Holdings: While the divorce was pending, Appellee sought permission from the district court to take some of the hay stored at the Evanston property to feed the two horses she was keeping. Appellant objected. After a hearing held by telephone, the district court denied Appellee’s request for permission to take the hay but, instead, ordered Appellant to pay for hay to be purchased from another source. Appellant filed a motion asking the district court to reconsider its ruling, claiming that the payment of money was relief that had not been sought by Appellee, and that the parties had presented no testimony or other evidence during the hearing to support the order. The district court apparently chose to deny Appellant’s motion to reconsider and, instead, issued the written order that had been prepared and submitted by Appellee. On appeal, Appellant claims that the district court’s decision was arbitrary and capricious, unsupported by the evidence, and contrary to law. The record does not support that assertion. In the motion, Appellee sought alternative forms of relief. First, she asked for permission to remove hay from the property. Alternatively, she requested payment for the costs of boarding the horses. The relief granted by the district court falls within this alternative request. Appellant had notice of this claim for relief and there was no error in the district court’s consideration of this issue.
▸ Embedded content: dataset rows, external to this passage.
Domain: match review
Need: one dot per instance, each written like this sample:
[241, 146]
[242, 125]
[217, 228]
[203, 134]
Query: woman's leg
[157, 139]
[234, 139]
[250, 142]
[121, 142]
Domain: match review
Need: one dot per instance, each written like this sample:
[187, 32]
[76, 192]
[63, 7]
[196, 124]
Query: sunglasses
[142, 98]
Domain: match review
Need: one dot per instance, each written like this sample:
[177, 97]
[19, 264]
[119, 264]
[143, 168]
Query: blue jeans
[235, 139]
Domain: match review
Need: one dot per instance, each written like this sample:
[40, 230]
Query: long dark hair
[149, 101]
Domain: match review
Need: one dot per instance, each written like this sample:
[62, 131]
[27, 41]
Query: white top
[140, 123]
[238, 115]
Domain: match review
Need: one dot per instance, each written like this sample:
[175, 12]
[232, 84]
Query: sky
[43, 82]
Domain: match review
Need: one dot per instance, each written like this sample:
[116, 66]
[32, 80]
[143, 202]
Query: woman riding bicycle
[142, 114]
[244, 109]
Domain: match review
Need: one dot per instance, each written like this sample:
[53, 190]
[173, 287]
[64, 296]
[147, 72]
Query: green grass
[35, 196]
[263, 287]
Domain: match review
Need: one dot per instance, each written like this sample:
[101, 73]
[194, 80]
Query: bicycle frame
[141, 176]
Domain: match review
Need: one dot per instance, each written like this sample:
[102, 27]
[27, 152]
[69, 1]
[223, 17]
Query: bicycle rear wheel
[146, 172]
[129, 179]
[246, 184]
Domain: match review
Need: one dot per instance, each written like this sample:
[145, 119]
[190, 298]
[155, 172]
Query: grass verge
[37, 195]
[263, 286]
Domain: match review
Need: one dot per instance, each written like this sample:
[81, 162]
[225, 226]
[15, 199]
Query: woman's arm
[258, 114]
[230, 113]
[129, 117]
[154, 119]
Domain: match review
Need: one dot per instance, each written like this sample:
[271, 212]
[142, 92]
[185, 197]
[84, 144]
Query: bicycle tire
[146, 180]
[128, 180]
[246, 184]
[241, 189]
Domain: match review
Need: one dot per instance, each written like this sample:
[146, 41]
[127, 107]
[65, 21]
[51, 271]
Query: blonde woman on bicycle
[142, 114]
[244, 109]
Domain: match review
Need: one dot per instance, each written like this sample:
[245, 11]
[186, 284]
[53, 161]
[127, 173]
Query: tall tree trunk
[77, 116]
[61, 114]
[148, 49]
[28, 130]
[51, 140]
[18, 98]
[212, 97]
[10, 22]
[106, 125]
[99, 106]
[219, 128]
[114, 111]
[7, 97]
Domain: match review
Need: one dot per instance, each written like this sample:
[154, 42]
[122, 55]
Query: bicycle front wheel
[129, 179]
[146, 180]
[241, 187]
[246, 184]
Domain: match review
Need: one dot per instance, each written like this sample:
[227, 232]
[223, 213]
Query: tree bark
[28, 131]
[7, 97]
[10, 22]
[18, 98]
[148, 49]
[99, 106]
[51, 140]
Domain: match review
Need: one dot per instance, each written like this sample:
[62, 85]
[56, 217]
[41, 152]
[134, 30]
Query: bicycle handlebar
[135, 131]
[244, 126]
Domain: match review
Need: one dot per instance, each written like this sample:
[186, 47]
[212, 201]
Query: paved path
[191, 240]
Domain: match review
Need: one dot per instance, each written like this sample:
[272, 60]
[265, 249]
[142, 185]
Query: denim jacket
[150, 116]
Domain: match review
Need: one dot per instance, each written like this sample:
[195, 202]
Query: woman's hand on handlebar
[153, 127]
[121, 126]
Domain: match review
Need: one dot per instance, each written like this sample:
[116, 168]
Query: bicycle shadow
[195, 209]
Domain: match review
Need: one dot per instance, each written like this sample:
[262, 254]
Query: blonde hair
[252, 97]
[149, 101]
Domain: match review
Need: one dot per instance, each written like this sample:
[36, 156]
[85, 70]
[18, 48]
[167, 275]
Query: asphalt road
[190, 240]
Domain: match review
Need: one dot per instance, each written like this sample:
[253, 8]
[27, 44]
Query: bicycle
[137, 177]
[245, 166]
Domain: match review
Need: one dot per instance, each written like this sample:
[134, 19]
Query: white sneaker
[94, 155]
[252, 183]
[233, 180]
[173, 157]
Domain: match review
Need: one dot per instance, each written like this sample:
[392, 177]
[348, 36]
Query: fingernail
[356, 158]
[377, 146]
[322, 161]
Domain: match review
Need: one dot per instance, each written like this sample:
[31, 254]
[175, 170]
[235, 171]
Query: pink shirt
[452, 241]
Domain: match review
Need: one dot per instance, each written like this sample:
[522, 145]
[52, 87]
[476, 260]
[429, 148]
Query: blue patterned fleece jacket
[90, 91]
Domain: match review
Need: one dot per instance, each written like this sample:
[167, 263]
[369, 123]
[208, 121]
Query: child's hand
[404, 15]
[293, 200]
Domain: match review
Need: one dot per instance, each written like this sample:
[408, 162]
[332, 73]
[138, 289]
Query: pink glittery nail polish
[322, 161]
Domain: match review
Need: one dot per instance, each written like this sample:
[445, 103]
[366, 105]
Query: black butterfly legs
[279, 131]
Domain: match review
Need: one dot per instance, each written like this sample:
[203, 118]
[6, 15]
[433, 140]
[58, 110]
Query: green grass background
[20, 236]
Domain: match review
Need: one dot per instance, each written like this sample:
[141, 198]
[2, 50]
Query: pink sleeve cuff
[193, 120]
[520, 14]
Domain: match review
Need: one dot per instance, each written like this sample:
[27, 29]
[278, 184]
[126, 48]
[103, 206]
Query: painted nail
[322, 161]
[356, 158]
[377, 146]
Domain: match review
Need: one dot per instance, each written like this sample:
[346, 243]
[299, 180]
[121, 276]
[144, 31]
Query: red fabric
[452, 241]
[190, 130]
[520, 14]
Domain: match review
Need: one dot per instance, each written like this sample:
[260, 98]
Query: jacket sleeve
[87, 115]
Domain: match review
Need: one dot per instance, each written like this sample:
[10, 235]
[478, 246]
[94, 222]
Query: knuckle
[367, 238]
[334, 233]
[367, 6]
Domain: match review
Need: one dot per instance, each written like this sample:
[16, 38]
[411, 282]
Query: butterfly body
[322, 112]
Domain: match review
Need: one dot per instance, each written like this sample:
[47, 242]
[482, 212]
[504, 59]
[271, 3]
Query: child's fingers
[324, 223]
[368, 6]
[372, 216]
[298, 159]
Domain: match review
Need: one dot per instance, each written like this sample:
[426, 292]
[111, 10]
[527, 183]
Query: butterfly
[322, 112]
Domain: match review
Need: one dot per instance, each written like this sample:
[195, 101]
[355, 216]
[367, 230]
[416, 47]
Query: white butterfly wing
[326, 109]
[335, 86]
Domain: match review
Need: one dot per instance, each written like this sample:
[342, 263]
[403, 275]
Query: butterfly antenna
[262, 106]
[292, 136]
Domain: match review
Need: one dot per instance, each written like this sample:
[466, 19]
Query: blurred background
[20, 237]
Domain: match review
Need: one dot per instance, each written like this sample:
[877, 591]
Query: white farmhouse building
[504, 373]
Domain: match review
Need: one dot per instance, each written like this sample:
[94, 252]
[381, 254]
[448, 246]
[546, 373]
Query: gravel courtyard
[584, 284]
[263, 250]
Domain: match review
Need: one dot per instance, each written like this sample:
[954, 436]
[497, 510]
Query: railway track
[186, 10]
In granting a divorce, the court shall make such disposition of the property of the parties as appears just and equitable, having regard for the respective merits of the parties and the condition in which they will be left by the divorce, the party through whom the property was acquired and the burdens imposed upon the property for the benefit of either party and children. The district court has discretion to determine what weight should be given each of these individual factors, and to divide the property as appropriate to the individual circumstances of each case. The justness and fairness of a marital property division cannot be gauged with a simple comparison of the amount of property awarded to each party. Rather, the disposition should be performed with regard to the respective merits of the parties, the condition in which they will be left by the divorce, the party through whom the property was acquired, and the burdens imposed upon the property for the benefit of either party.
Although one statutory factor to be considered in dividing property in a divorce is the party through whom the property was acquired, a party is not automatically entitled to all of that property. Under Wyoming law, all marital property is subject to equitable division upon divorce. In the present action, Appellant was not entitled to a larger portion of the couple’s retirement assets just because he had earned more money than Appellee.
Appellant also asserts that some of the retirement assets were acquired before the marriage, and therefore not part of the marital estate. This argument has merit, but the difficulty is that neither party provided any evidence of the value of the retirement assets at that earlier date. The record suggests that the parties were unsuccessful in obtaining this evidence, even though subpoenas were issued to the asset managers. Without evidence of the value of the retirement assets at the earlier date, the district court had no basis for excluding the pre-marital portion from division. The district court’s refusal to speculate was not unreasonable, and was not an abuse of discretion.
The divorce decree in the present action reflects that the district court considered the statutory factors. It found that “most of the assets have been acquired during the marriage and . . . that those assets have appreciated during the marriage.” The court determined that “an equitable distribution merits an equal distribution of the parties’ assets and liabilities.” It further found that “an equal division of the parties’ assets would adequately allow each party to have sufficient income with which to support his or her individual living expenses.” These findings and conclusions are sufficiently supported by the evidence of record, and are not so unfair or inequitable as to constitute an abuse of discretion.
Appellant also asserts that the district court did not follow proper procedure when it entered the divorce decree. He complains that the district court adopted the proposed divorce decree submitted by Appellee, without allowing Appellant an opportunity to approve the order as to form or to assert any objections. Appellant claims that this violated W.R.C.P. 58(a). W.R.C.P. 58(a) is the procedure used when the judge orally announces a decision and asks one of the parties, usually the prevailing party, to draft an order reflecting that decision. In the present action, the district court did not announce a decision at the end of the trial, and did not ask one of the parties to submit an order. Instead, it directed both parties to submit proposed divorce decrees. Both parties did so. In this way, the district court was reminded or made aware of the positions, arguments, and objections of both parties. Thus, there was no violation of W.R.C.P. 58(a).
Affirmed.
J. Burke delivered the opinion for the court.